Molti giornalisti hanno storto il naso per la scelta di presentare i giornali come dei panni sporchi in balìa del vento. È stata una provocazione e abbiamo avuto, prima di girare, difficoltà nel decidere come rappresentare i cosiddetti avversari. Abbiamo deciso di giocare con la provocazione ma anche con i filtri; per questo motivo i giornalisti (Ferruccio De Bortoli, Carlo Freccero, John Hooper, Udo Gumpel) che criticizzano Grillo e il movimento li vediamo all’interno della scatola televisiva da cui di solito parlano. Abbiamo creato distanza e voluto svelare il meccanismo senza mostrarli a schermo intero.

Nel terzo Grillo è o isolato nel camper, o in interazione con il suo cerchio magico di assistenti che lo accompagna per l’Italia.

Nel camper c’è stata la “perdita della verginità”. Abbiamo violato uno spazio segreto, precluso a tutti.

Gli assistenti di Grillo li hai definiti maschere della commedia dell’arte. Si respirano istinti “monicelliani” giusto?
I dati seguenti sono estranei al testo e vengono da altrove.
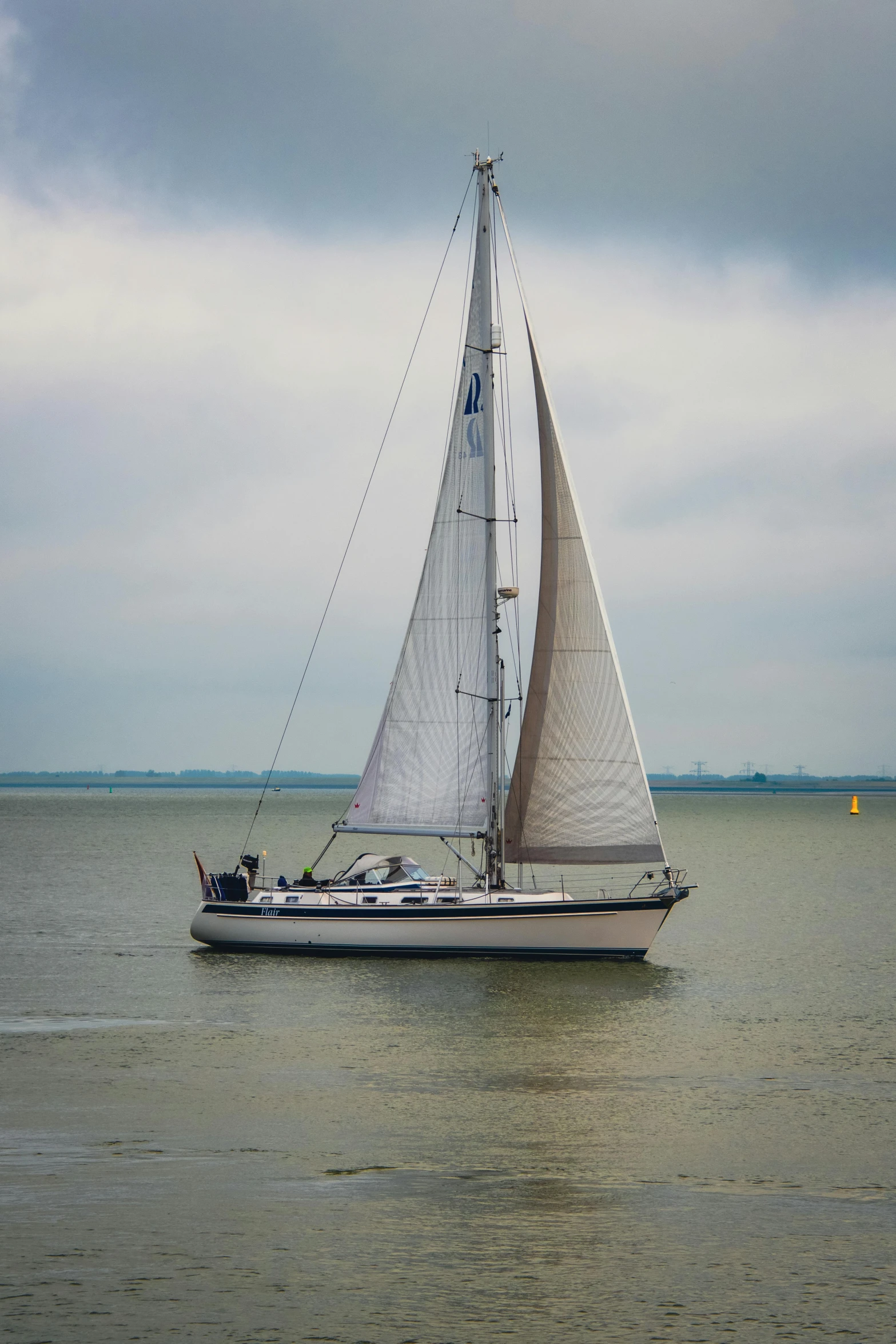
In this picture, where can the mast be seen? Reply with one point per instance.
(493, 760)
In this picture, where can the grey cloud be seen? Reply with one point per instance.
(731, 125)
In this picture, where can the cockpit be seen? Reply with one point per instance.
(378, 870)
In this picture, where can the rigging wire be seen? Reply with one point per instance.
(358, 518)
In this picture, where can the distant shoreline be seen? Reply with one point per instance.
(176, 781)
(292, 781)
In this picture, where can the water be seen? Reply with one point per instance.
(220, 1147)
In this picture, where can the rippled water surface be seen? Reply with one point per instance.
(224, 1147)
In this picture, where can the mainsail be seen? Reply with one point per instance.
(579, 792)
(430, 766)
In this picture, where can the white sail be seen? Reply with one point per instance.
(579, 792)
(429, 768)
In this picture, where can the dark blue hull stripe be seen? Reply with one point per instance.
(366, 951)
(503, 912)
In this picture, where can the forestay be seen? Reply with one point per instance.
(579, 792)
(429, 765)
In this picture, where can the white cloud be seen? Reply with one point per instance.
(190, 419)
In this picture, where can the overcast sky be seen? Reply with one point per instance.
(220, 225)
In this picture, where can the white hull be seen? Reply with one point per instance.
(566, 931)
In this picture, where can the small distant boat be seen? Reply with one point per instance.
(578, 793)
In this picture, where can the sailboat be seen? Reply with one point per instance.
(578, 793)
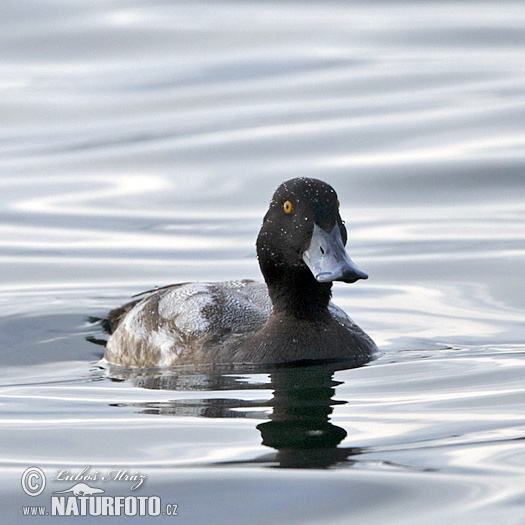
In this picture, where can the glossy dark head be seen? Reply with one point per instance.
(303, 230)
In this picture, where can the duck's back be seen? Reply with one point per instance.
(182, 323)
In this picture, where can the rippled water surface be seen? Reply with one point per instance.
(140, 145)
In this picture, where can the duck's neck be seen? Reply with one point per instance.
(296, 293)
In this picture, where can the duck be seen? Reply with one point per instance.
(287, 319)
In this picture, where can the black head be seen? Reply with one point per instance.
(303, 232)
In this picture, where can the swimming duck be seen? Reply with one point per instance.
(289, 318)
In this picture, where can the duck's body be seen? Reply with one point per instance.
(289, 318)
(225, 322)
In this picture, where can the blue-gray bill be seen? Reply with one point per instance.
(327, 257)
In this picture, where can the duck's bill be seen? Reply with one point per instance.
(328, 260)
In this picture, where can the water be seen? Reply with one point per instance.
(141, 144)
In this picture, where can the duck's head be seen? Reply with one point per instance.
(303, 230)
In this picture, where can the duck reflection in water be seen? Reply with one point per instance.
(299, 426)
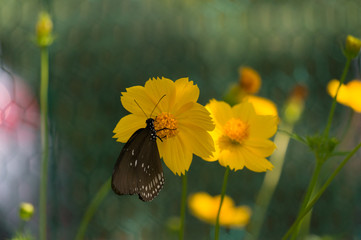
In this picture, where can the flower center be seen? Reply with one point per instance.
(236, 130)
(166, 125)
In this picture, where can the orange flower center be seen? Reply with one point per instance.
(166, 125)
(236, 130)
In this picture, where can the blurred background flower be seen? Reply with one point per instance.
(205, 207)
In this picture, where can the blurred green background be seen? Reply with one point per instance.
(103, 47)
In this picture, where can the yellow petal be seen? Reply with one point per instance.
(243, 111)
(260, 147)
(215, 134)
(220, 111)
(232, 158)
(262, 106)
(199, 141)
(255, 163)
(157, 88)
(175, 154)
(186, 92)
(263, 126)
(342, 96)
(127, 126)
(196, 115)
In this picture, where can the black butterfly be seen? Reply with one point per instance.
(138, 169)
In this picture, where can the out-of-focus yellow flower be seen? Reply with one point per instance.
(205, 207)
(262, 106)
(249, 79)
(241, 136)
(26, 211)
(44, 28)
(187, 122)
(352, 46)
(348, 94)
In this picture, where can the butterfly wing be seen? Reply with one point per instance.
(138, 169)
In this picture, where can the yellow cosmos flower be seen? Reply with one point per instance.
(205, 207)
(241, 136)
(348, 94)
(187, 122)
(249, 79)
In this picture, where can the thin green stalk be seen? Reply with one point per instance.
(93, 206)
(333, 107)
(183, 206)
(320, 192)
(270, 183)
(223, 191)
(44, 82)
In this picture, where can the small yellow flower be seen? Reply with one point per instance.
(241, 136)
(352, 46)
(187, 121)
(348, 95)
(262, 106)
(205, 207)
(249, 79)
(26, 211)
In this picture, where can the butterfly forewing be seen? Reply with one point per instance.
(138, 169)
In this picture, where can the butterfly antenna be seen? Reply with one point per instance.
(141, 108)
(156, 105)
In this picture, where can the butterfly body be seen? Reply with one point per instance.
(138, 169)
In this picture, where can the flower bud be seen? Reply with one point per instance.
(295, 104)
(26, 211)
(44, 29)
(352, 47)
(249, 79)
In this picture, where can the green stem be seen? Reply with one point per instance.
(223, 191)
(183, 206)
(320, 192)
(94, 204)
(333, 107)
(44, 82)
(270, 183)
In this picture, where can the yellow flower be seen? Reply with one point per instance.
(187, 121)
(241, 136)
(26, 211)
(205, 207)
(262, 106)
(348, 94)
(249, 79)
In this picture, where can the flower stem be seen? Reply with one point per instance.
(270, 183)
(44, 82)
(333, 107)
(223, 191)
(94, 204)
(320, 192)
(183, 206)
(309, 192)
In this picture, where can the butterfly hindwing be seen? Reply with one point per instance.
(138, 169)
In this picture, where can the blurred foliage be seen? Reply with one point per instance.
(103, 47)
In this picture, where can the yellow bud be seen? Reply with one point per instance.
(26, 211)
(250, 80)
(352, 46)
(44, 28)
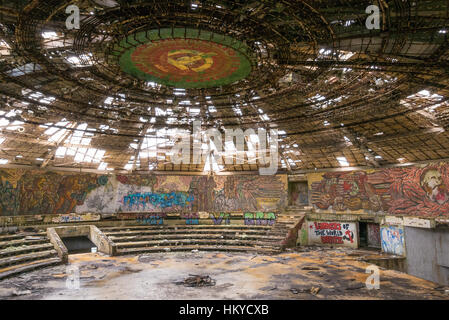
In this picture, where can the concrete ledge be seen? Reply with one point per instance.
(103, 243)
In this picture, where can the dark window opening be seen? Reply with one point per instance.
(298, 193)
(363, 232)
(78, 244)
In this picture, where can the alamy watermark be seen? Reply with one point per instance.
(373, 20)
(73, 21)
(73, 278)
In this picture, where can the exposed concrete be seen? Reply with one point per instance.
(428, 253)
(315, 273)
(57, 243)
(103, 243)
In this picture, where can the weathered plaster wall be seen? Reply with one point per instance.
(25, 192)
(413, 191)
(428, 253)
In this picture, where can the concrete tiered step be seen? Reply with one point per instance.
(25, 252)
(140, 239)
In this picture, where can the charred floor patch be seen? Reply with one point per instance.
(312, 274)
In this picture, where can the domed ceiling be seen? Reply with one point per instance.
(111, 94)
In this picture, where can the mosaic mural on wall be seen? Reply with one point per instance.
(393, 240)
(415, 191)
(184, 58)
(24, 192)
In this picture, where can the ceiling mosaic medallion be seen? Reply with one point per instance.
(202, 61)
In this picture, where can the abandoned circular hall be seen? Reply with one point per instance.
(224, 150)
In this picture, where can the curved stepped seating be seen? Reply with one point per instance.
(25, 252)
(240, 238)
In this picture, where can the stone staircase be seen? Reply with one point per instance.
(287, 223)
(237, 238)
(24, 252)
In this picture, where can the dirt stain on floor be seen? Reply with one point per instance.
(313, 274)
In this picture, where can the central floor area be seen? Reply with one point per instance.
(312, 273)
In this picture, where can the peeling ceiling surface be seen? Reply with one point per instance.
(116, 93)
Anche qui abbiamo l’imbonitore, lo scudiero e una colorita “Armata Brancaleone”. Basta guardarli in faccia. C’è l’autista, il cognato di Grillo, che non parla mai, il ragazzo sardo, che sta tutto il giorno in contatto con Casaleggio e l’altro che sembra Martin Feldman in Frankenstein Junior. Me li immagino con un banchetto e uno striscione con su scritto: “qui si vende l’elisir di lunga vita”.

Ma i personaggi di Monicelli spesso sono dei bastardi. Anche questi?

Questi qui si avvicinano molto a quell’immaginario.

Schermi, macchine da presa, telefonini. Un’enorme orgia tecnologica?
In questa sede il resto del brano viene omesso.